Interview mit Meir Shalev
«Bücher müssen nicht moralisch sein»
Anlässlich seiner Lesung im Literaturhaus Basel sprach tachles mit dem israelischen Autor Meir Shalev über seinen neuen Roman und über die aktuelle Situation in Israel.
Erschienen im jüdischen Wochenmagazin tachles am 14. November 2014.
Meir Shalev, Tiere spielen auch in Ihrem neuen Roman «Zwei Bärinnen» eine grosse Rolle. Es heisst, Sie wollten als Kind eigentlich Zoologe werden und nicht Autor…
Ich wäre noch immer sehr gerne Zoologe. Das ist aber im Fall dieses Buches nicht der Grund für die Tiere, die dort auftauchen. Die Schlange als Grund für den Tod eines Kindes habe ich gewählt, weil sie ein biblisches Motiv ist. Die Mutter des Kindes, Ruta, ist Bibelwissenschaftlerin, und daher kommen sehr viele biblische Geschichten in meinem Roman vor. Der Tod durch die Schlange soll das Gefühl vermitteln, dass Gott hinter dieser Tragödie steht – das Schicksal liegt in diesem Fall nicht in Menschenhand.
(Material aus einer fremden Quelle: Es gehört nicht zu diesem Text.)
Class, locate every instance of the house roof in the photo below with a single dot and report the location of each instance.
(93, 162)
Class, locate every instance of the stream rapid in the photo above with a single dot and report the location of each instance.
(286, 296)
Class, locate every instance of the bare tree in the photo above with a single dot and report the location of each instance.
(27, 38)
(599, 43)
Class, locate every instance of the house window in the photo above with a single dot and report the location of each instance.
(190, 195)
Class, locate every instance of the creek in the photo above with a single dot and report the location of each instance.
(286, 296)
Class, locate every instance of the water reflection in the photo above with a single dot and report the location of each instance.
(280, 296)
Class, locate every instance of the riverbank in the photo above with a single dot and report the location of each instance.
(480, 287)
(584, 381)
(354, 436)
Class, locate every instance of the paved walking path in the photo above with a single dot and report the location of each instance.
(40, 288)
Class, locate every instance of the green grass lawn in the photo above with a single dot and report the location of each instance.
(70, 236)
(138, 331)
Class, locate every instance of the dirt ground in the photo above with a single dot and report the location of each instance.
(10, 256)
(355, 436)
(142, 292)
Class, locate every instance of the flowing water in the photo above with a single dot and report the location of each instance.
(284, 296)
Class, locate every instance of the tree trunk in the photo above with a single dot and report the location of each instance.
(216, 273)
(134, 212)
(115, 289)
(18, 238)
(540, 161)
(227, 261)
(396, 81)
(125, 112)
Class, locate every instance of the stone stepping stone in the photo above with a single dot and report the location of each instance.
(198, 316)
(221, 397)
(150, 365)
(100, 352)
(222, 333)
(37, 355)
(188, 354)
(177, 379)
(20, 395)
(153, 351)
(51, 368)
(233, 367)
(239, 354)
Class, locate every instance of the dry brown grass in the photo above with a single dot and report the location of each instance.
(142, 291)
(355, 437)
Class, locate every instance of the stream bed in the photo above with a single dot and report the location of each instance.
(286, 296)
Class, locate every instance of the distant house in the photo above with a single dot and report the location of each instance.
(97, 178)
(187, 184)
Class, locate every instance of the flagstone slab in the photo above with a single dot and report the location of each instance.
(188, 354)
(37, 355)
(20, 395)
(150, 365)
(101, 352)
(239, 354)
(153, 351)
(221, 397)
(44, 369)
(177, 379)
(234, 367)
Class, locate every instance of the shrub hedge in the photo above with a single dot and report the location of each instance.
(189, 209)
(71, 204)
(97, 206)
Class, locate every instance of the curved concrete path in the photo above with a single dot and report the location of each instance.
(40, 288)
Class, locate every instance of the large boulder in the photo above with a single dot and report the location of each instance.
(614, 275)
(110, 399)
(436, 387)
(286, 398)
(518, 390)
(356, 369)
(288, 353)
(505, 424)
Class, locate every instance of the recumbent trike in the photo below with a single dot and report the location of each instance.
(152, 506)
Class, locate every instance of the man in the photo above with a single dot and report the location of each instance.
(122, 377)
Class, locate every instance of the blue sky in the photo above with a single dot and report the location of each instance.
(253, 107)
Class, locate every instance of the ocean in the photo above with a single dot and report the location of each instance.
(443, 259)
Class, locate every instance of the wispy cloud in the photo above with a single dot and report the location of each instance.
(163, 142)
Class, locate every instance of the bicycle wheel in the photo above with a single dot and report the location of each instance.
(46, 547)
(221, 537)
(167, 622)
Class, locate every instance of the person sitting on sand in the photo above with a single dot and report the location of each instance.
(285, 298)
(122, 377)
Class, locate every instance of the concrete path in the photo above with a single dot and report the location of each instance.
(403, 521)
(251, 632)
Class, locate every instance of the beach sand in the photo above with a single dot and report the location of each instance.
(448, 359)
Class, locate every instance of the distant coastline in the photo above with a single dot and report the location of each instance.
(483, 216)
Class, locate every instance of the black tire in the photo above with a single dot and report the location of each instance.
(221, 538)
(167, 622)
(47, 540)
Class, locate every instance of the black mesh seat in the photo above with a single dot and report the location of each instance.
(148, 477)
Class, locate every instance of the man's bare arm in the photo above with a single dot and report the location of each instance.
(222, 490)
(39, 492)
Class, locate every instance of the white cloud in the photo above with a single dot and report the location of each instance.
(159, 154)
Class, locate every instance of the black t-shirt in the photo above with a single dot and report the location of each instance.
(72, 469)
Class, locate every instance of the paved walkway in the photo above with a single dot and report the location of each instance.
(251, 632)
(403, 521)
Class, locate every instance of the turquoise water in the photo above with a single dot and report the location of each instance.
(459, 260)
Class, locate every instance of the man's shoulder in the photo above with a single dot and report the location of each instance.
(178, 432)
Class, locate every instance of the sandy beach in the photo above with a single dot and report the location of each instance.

In der Bibel kommen drei Tiere vor, die Menschen töten können: die Schlange, der Bär und der Löwe. Heute haben wir in Israel keine Löwen und Bären mehr, aber Schlangen gibt es – und es sterben pro Jahr zwei bis drei Menschen an einem Schlangenbiss. Ich wollte nicht über einen Verkehrsunfall oder über einen terroristischen Anschlag schreiben, ich wollte auf die Bibel zurückgreifen. Auch der Titel «Zwei Bärinnen», der im Hebräischen gleich lautet, ist ja nach einer Stelle in der Bibel gewählt, die ich im Buch erwähne. Ich denke, die Bibel ist die Säule, auf der die gesamte westliche Zivilisation errichtet wurde, und so bilden Geschichten aus der Bibel auch eine Grundlage für die Geschehnisse in meinem Buch.
«Zwei Bärinnen» ist eine Familiensaga. Ist sie fiktiv, oder beruht sie teils auf wahren Begebenheiten?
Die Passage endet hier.